Pôle 1 - Chambre 11, 5 avril 2025 — 25/01835
Texte intégral
RÉPUBLIQUE FRANÇAISE
AU NOM DU PEUPLE FRANÇAIS
COUR D'APPEL DE PARIS
L. 742-1 et suivants du Code de l'entrée et du séjour
des étrangers et du droit d'asile
ORDONNANCE DU 05 AVRIL 2025
(1 pages)
Numéro d'inscription au répertoire général et de décision : B N° RG 25/01835 - N° Portalis 35L7-V-B7J-CLDAU
Décision déférée : ordonnance rendue le 03 avril 2025, à 13h15, par le magistrat du siège du tribunal judiciaire de Paris
Nous, Elise Thevenin-Scott, conseillère à la cour d'appel de Paris, agissant par délégation du premier président de cette cour, assistée de Jeanne Pambo, greffier au prononcé de l'ordonnance,
APPELANT :
M. [V] [Z]
né le 03 août 1979 à [Localité 1], de nationalité malienne
RETENU au centre de rétention : [2]
Informé le 4 avril 2025 à ***, de la possibilité de faire valoir ses observations sur le caractère manifestement irrecevable de son appel, en application des dispositions de l'article R 743-11 du code de l'entrée et du séjour des étrangers et du droit d'asile
INTIMÉ
LE PREFET DE POLICE
Informé le 4 avril 2025 à ***, de la possibilité de faire valoir ses observations sur le caractère manifestement irrecevable de l'appel, en application des dispositions de l'article R 743-11 du code de l'entrée et du séjour des étrangers et du droit d'asile,
MINISTÈRE PUBLIC, avisé de la date et de l'heure de l'audience
ORDONNANCE : contradictoire
- Vu l'ordonnance du 03 avril 2025 du magistrat du siège du tribunal judiciaire de Paris ordonnant la prolongation du maintien de M. [V] [Z] dans les locaux ne relevant pas de l'administration pénitentiaire, pour une durée maximale de vingt six jours, à compter du 01 avril 2025 soit jusqu'au 27 avril 2025 ;
- Vu l'appel interjeté le 04 avril 2025, à 10H42, par M. [V] [Z] ;
SUR QUOI,
Aux termes de l'article L 743-23, alinéa 1, du code de l'entrée et du séjour des étrangers et du droit d'asile, en cas d'appel manifestement irrecevable, celui-ci peut être rejeté sans convocation préalable des parties. Dans l'intérêt d'une bonne administration de la justice il y a lieu de faire application de cet article.
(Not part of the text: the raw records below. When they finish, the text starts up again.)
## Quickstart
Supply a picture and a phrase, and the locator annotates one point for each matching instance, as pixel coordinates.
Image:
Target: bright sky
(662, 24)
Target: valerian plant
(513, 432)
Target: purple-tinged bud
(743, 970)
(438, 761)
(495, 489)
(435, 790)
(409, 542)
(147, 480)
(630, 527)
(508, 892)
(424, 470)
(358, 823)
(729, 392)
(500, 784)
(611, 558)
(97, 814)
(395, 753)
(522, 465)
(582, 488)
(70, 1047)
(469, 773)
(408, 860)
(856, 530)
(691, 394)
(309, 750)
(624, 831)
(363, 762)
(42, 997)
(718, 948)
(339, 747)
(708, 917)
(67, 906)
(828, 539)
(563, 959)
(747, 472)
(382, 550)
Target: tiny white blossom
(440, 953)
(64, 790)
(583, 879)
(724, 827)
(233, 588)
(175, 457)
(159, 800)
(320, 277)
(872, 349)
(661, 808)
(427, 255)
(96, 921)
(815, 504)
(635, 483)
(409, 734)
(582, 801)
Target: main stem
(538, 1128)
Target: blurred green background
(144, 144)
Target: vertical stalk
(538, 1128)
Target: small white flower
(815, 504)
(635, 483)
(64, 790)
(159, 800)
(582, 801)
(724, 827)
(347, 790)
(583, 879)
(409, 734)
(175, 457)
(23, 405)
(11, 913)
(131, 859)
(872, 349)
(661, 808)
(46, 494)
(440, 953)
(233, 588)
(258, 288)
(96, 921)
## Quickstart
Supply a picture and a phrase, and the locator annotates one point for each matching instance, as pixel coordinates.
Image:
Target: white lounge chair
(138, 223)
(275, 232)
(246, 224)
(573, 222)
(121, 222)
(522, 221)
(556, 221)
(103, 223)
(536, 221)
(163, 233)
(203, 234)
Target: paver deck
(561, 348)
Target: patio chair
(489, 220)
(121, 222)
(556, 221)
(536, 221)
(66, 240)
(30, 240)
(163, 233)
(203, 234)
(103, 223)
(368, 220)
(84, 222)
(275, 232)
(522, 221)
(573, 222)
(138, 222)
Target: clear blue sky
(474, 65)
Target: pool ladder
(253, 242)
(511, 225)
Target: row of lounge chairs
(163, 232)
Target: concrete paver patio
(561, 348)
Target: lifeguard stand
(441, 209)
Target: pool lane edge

En l'espèce, l'appel formé par Monsieur [V] [Z] doit être considéré comme irrecevable dès lors qu'il ne contient aucun moyen de contestation de l'ordonnance querellée, l'intéressé se limitant à indiquer 'je conteste la prolongation de ma rétention administrative'.
Par ailleurs, s'agissant de l'information donnée selon laquelle il dispose d'une carte de résident, il n'en tire aucune conséquence et il doit être précisé qu'en tout état de cause l'arrêté d'expulsion pris à son encontre le 11 mars 2025 conduit au retrait automatique de ladite carte en application de l'article R.432-3 du code de l'entrée et du séjour des étrangers et du droit d'asile.
PAR CES MOTIFS
REJETONS la déclaration d'appel,
ORDONNONS la remise immédiate au procureur général d'une expédition de la présente ordonnance.
Fait à Paris le 05 avril 2025 à 10h03
LE GREFFIER, LE PRÉSIDENT,
REÇU NOTIFICATION DE L'ORDONNANCE ET DE L'EXERCICE DES VOIES DE RECOURS :
Pour information :
L'ordonnance n'est pas susceptible d'opposition.
Le pourvoi en cassation est ouvert à l'étranger, à l'autorité administrative qui a prononcé le maintien en zone d'attente ou la rétention et au ministère public.
Le délai de pourvoi en cassation est de deux mois à compter de la notification.
Le pourvoi est formé par déclaration écrite remise au secrétariat greffe de la Cour de cassation par l'avocat au Conseil d'Etat et à la Cour de cassation constitué par le demandeur.
Notification effectuée aux parties par LRAR ou télécopie et/ou courriel.